Filipenses 2:21

La vida de Cristo, la única idea verdadera de la devoción a uno mismo.

Hay algo peculiarmente conmovedor en el tono triste de estas pocas palabras, en las que San Pablo observa la holgazanería de sus compañeros de trabajo. Debe haber sido una cruz casi demasiado pesada para llevarla sin quejarse cuando, desde su prisión en Roma, vio a sus hermanos en Cristo deshacerse uno por uno de la dureza del servicio de su Maestro; Debe haber sido una provocación casi insoportable ver día a día señales de un corazón débil y un propósito egoísta que se manifiestan en las palabras y los actos de aquellos de quienes más dependía.

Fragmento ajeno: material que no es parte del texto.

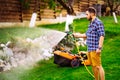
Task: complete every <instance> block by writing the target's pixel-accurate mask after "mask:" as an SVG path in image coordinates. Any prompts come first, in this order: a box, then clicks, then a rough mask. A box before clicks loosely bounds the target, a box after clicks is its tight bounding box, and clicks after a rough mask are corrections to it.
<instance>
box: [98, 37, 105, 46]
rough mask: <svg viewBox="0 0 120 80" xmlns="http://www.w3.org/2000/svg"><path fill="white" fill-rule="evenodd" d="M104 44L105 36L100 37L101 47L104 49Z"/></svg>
mask: <svg viewBox="0 0 120 80" xmlns="http://www.w3.org/2000/svg"><path fill="white" fill-rule="evenodd" d="M103 42H104V36H100V39H99V47H101V48H102V46H103Z"/></svg>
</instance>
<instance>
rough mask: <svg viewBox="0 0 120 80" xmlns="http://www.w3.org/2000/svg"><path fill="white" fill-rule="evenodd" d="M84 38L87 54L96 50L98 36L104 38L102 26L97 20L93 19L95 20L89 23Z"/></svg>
mask: <svg viewBox="0 0 120 80" xmlns="http://www.w3.org/2000/svg"><path fill="white" fill-rule="evenodd" d="M86 36H87V47H88V52H90V51H94V50H96V49H97V48H98V45H99V38H100V36H105V32H104V26H103V24H102V22H101V21H100V20H99V19H98V18H95V20H94V21H92V22H91V23H90V25H89V27H88V30H87V32H86Z"/></svg>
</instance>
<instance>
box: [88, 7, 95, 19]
mask: <svg viewBox="0 0 120 80" xmlns="http://www.w3.org/2000/svg"><path fill="white" fill-rule="evenodd" d="M86 15H87V19H88V20H89V21H91V20H92V19H93V17H94V16H96V9H95V8H94V7H89V8H88V9H87V10H86Z"/></svg>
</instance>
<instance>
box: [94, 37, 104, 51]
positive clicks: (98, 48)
mask: <svg viewBox="0 0 120 80" xmlns="http://www.w3.org/2000/svg"><path fill="white" fill-rule="evenodd" d="M103 42H104V36H100V39H99V45H98V49H97V50H96V53H101V49H102V46H103Z"/></svg>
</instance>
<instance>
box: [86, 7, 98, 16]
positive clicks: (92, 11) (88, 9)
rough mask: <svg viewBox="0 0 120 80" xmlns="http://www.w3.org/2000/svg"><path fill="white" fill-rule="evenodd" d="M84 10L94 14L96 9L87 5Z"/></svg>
mask: <svg viewBox="0 0 120 80" xmlns="http://www.w3.org/2000/svg"><path fill="white" fill-rule="evenodd" d="M86 11H88V12H89V13H94V14H96V9H95V8H94V7H89V8H88V9H87V10H86Z"/></svg>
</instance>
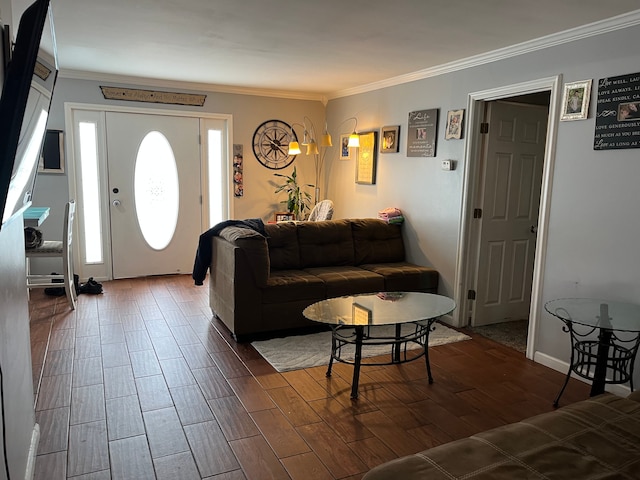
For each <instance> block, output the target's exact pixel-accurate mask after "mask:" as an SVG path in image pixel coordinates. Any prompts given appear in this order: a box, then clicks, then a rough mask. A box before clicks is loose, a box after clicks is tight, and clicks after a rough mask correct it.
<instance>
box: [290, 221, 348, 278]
mask: <svg viewBox="0 0 640 480" xmlns="http://www.w3.org/2000/svg"><path fill="white" fill-rule="evenodd" d="M297 229H298V243H299V246H300V267H301V268H310V267H324V266H327V265H331V266H333V265H335V266H342V265H353V264H354V253H353V237H352V234H351V225H350V221H349V220H325V221H321V222H302V223H299V224H298V225H297Z"/></svg>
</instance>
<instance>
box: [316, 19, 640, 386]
mask: <svg viewBox="0 0 640 480" xmlns="http://www.w3.org/2000/svg"><path fill="white" fill-rule="evenodd" d="M639 40H640V27H632V28H627V29H625V30H620V31H616V32H610V33H606V34H603V35H599V36H597V37H591V38H586V39H583V40H579V41H575V42H572V43H568V44H564V45H560V46H556V47H551V48H546V49H544V50H541V51H537V52H534V53H529V54H525V55H520V56H518V57H514V58H511V59H507V60H501V61H497V62H493V63H491V64H487V65H483V66H478V67H474V68H469V69H466V70H464V71H460V72H455V73H450V74H446V75H440V76H437V77H433V78H426V79H423V80H419V81H415V82H412V83H408V84H404V85H399V86H395V87H389V88H384V89H380V90H377V91H372V92H367V93H362V94H358V95H353V96H350V97H344V98H337V99H334V100H331V101H329V103H328V105H327V120H328V122H329V124H330V125H335V124H337V123H339V122H341V121H343V120H344V119H345V118H347V117H350V116H354V115H355V116H357V117H358V128H359V129H361V130H368V129H379V128H380V127H382V126H385V125H398V124H399V125H401V143H400V153H395V154H381V155H380V156H379V161H378V176H377V184H376V185H374V186H365V185H356V184H355V182H354V168H355V167H354V162H353V161H350V162H345V161H340V160H337V159H332V162H331V164H330V165H329V168H328V172H329V178H328V179H327V182H328V184H329V185H330V187H329V191H328V196H329V197H330V198H332V199H333V200H334V201H335V202H336V212H337V213H338V214H339V215H340V216H345V215H349V216H356V217H358V216H375V213H376V212H377V211H378V210H379V209H381V208H385V207H389V206H397V207H399V208H401V209H402V210H403V212H405V214H406V217H407V220H408V221H407V223H406V224H405V233H406V234H407V239H408V251H409V256H410V257H411V259H412V260H414V261H417V262H419V263H425V264H428V265H432V266H434V267H435V268H436V269H438V271H439V272H440V274H441V280H442V284H441V287H440V293H443V294H447V295H453V291H454V285H455V282H456V278H455V265H456V256H457V251H458V236H459V231H460V228H461V204H462V195H463V171H464V155H465V152H464V148H465V142H464V141H458V140H444V126H445V117H446V113H447V110H452V109H459V108H466V107H467V100H468V95H469V93H471V92H479V91H483V90H488V89H495V88H498V87H502V86H508V85H513V84H518V83H522V82H527V81H532V80H536V79H541V78H545V77H551V76H556V75H558V74H562V75H563V80H564V82H572V81H578V80H586V79H590V78H591V79H594V87H593V91H592V99H591V106H590V115H589V118H588V119H587V120H582V121H573V122H560V124H559V127H558V132H557V144H556V147H557V150H556V153H555V169H554V171H553V184H552V190H551V213H550V225H549V230H548V232H549V237H548V249H547V257H546V263H545V267H544V281H543V282H544V283H543V290H542V302H543V303H544V302H546V301H548V300H551V299H554V298H559V297H568V296H584V297H593V296H595V297H603V298H610V299H614V300H615V299H618V300H626V301H631V302H638V301H639V300H638V299H639V298H640V275H639V274H638V272H639V271H640V255H638V253H637V246H636V243H637V238H638V237H639V236H640V221H639V218H638V207H639V206H640V196H638V193H637V192H638V187H637V182H638V179H640V150H637V149H634V150H608V151H594V150H593V148H592V146H593V135H594V129H595V111H596V100H597V81H598V79H600V78H603V77H606V76H616V75H624V74H629V73H635V72H638V71H640V54H639V53H638V49H637V45H638V41H639ZM426 108H439V109H440V122H439V128H438V143H437V152H436V154H437V156H436V157H435V158H408V157H406V127H407V115H408V112H410V111H414V110H421V109H426ZM351 125H352V124H351ZM444 159H453V160H456V161H458V165H457V168H456V170H455V171H453V172H445V171H442V170H440V161H441V160H444ZM638 322H639V323H640V319H638ZM538 325H539V329H538V332H537V338H538V344H537V347H538V348H537V350H538V352H539V353H541V354H543V355H548V356H550V357H552V358H555V359H560V360H562V361H568V359H569V349H568V337H567V335H566V334H564V333H562V331H561V323H560V322H559V321H558V320H556V319H554V318H553V317H550V316H549V315H546V314H543V315H542V318H541V319H540V323H539V324H538ZM639 370H640V369H639V368H638V367H636V376H635V381H636V383H638V382H640V371H639Z"/></svg>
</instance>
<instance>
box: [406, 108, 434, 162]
mask: <svg viewBox="0 0 640 480" xmlns="http://www.w3.org/2000/svg"><path fill="white" fill-rule="evenodd" d="M438 112H439V109H437V108H430V109H428V110H416V111H415V112H409V122H408V124H407V157H435V156H436V134H437V132H438Z"/></svg>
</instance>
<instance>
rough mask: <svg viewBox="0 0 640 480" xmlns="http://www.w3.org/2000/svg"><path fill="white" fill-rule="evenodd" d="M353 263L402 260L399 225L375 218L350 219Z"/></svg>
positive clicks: (381, 262)
mask: <svg viewBox="0 0 640 480" xmlns="http://www.w3.org/2000/svg"><path fill="white" fill-rule="evenodd" d="M351 228H352V230H353V244H354V251H355V254H354V255H355V265H362V264H365V263H389V262H402V261H404V256H405V252H404V242H403V240H402V230H401V225H398V224H388V223H386V222H383V221H382V220H378V219H377V218H360V219H354V220H351Z"/></svg>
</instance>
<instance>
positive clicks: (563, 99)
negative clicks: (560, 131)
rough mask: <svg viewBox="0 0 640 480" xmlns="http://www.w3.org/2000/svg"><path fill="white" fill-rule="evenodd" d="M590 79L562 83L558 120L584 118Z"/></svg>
mask: <svg viewBox="0 0 640 480" xmlns="http://www.w3.org/2000/svg"><path fill="white" fill-rule="evenodd" d="M590 97H591V80H582V81H580V82H572V83H565V84H564V94H563V96H562V116H561V117H560V120H562V121H565V120H584V119H585V118H587V114H588V113H589V98H590Z"/></svg>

Añadió a su esclavitud la peor forma de desolación: la soledad de un espíritu elevado e inquebrantable entre la multitud de hombres encogidos e inconstantes. El pecado del corazón del que escribe San Pablo es un egoísmo refinado, tan plausiblemente defendido, tan fuertemente arraigado en alegatos razonables, que no le deja más que hacer, que protestar y callar, para darles una justa apertura a la hacer un gran servicio a su Maestro y luego pasarlos de largo y elegir a algunos hombres más dignos y audaces. El peligro peculiar de esta falla puede verse en las siguientes observaciones:

I. Puede consistir en todo lo que la Iglesia requiera de su pueblo como condición de comunión en sus más plenos privilegios. Un hombre puede estar bajo el dominio de esta falla paralizante y, sin embargo, vivir realmente de muchas maneras una vida cristiana. Una gran parte del cristianismo es directamente favorable a los intereses mundanos del hombre: todo lo que se destina al establecimiento de una reputación justa ya la conciliación de la buena voluntad está lleno de ventajas sólidas; la autoestima y el amor propio prescriben urgentemente a un hombre un hábito de vida que esté de acuerdo con el ejemplo externo de los verdaderos siervos de Cristo.

II. Este hábito mental, mientras satisface las demandas externas de la Iglesia y ministra a la felicidad interior de la mente, extingue absolutamente todo lo que alguna vez produjo una gran obra en el servicio de Cristo; atrofia todo el espíritu al nivel del yo, y hace que todos los pensamientos y poderes de un hombre se ministren y se sometan a su propio objetivo y propósito. Nadie es tan difícil de despertar a grandes obras de fe como tales hombres.

Si suplicamos a una Magdalena de la que han sido expulsados ​​siete demonios, o a un Pedro que ha negado tres veces a su Señor, oa un Pablo que ha hecho estragos en la Iglesia, hay material para un carácter sustantivo y vívido; hay energía para una vida por encima del mundo. Conformados a la semejanza de su Señor, los ejemplos de todos los hombres vivientes no son para ellos más que las nubes chillonas y cambiantes de un cielo vespertino; moviéndose por el camino de la Cruz, todas las cortinas suaves y sedosas de la vida son como hilos de gasa ociosa.

Hay en ellos un peso moral, una fuerza de avance y un perfil de carácter definido y claro, ante el cual todo cede. Se apresuran todos ante ellos como por el hechizo del dominio absoluto. ¡Oh, si conociéramos la libertad y la felicidad de una vida por encima del mundo! Aquellos cuyos nombres son espléndidos con la luz más sagrada se han movido en su día por todos los caminos de la vida. Nadie tan sabio, tan cortés, tan querido como ellos; ninguno más rico ni más próspero; ninguno más fiel en su mayordomía de las riquezas de este mundo; ninguno legó reliquias más costosas a los hijos de sus hijos, y eso porque no buscaron lo suyo, sino las cosas que eran de Jesucristo.

HE Manning, Sermons, vol. i., pág. 146.

Referencias: Filipenses 2:21 . JF Tinling, Christian World Pulpit, vol. xiv., pág. 191; Parker, Analista del púlpito, vol. ii., pág. 498.